Published online by Cambridge University Press: 23 February 2016
Within the online media universe, there are many underlying communities. These may be defined, for example, through politics, location, health, occupation, extracurricular interests or retail habits. Government departments, charities and commercial organisations can benefit greatly from insights about the structure of these communities; the move to customer-centred practices requires knowledge of the customer base. Motivated by this issue, we address the fundamental question of whether a sub-network looks like a collection of individuals who have effectively been picked at random from the whole, or instead forms a distinctive community with a new, discernible structure.
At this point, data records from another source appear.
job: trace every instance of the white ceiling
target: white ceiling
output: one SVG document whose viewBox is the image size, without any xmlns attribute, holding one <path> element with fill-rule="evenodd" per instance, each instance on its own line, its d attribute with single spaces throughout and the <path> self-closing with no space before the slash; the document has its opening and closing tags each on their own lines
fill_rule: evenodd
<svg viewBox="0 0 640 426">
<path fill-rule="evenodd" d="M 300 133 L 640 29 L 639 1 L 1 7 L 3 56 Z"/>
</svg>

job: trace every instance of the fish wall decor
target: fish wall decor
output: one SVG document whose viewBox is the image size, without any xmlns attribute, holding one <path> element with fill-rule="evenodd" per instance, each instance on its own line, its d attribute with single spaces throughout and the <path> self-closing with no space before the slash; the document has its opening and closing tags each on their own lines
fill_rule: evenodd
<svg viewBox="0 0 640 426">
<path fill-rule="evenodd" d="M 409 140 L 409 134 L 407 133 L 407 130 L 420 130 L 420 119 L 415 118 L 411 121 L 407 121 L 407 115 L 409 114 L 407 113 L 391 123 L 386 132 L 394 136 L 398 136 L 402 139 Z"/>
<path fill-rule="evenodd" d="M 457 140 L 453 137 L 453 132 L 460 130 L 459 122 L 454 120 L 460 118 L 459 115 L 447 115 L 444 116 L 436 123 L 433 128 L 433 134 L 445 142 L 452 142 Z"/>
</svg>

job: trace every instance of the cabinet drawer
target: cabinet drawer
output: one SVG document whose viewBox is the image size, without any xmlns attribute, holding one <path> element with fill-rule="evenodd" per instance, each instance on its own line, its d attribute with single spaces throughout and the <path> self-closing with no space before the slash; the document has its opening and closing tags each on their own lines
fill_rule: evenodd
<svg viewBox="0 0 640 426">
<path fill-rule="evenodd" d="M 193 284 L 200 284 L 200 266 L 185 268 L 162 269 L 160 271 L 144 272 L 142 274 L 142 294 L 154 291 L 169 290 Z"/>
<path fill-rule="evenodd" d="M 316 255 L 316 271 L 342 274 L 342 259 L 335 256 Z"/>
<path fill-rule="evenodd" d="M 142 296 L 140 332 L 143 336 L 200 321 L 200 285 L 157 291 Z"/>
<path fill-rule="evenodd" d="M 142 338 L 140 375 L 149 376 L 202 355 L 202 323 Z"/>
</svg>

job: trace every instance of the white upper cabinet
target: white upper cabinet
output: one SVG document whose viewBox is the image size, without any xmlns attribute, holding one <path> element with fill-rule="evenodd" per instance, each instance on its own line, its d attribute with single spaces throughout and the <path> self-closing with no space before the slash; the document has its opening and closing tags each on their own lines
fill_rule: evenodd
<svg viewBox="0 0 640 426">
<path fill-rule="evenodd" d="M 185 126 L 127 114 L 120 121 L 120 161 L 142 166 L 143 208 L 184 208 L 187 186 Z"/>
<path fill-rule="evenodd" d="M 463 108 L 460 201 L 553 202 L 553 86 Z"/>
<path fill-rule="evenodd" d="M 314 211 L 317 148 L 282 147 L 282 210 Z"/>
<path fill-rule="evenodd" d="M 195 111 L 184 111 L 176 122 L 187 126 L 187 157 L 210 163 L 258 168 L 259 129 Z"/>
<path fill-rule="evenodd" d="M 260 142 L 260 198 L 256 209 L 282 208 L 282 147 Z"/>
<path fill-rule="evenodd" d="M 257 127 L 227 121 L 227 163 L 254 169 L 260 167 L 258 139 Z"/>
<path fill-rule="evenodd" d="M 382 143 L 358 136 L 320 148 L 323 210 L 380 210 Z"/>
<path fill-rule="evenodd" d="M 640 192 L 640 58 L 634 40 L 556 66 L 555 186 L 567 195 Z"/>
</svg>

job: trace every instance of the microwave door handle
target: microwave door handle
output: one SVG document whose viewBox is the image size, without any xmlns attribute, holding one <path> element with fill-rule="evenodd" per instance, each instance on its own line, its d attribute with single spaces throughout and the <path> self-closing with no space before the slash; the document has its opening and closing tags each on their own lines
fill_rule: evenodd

In the former case, to spread a message to the intended user base it may be best to use traditional broadcast media (TV, billboard), whereas in the latter case a more targeted approach could be more effective. In this work, we therefore formalise a concept of testing for sub-structure and apply it to social interaction data. First, we develop a statistical test to determine whether a given sub-network (induced sub-graph) is likely to have been generated by sampling nodes from the full network uniformly at random. This tackles an interesting inverse alternative to the more widely studied “forward” problem. We then apply the test to a Twitter reciprocated mentions network where a range of brand name based sub-networks are created via tweet content. We correlate the computed results against the independent views of 16 digital marketing professionals. We conclude that there is great potential for social media based analytics to quantify, compare and interpret online brand allegiances systematically, in real time and at large scale.
Submitted to the European Journal of Applied Mathematics, Special Issue on Networks.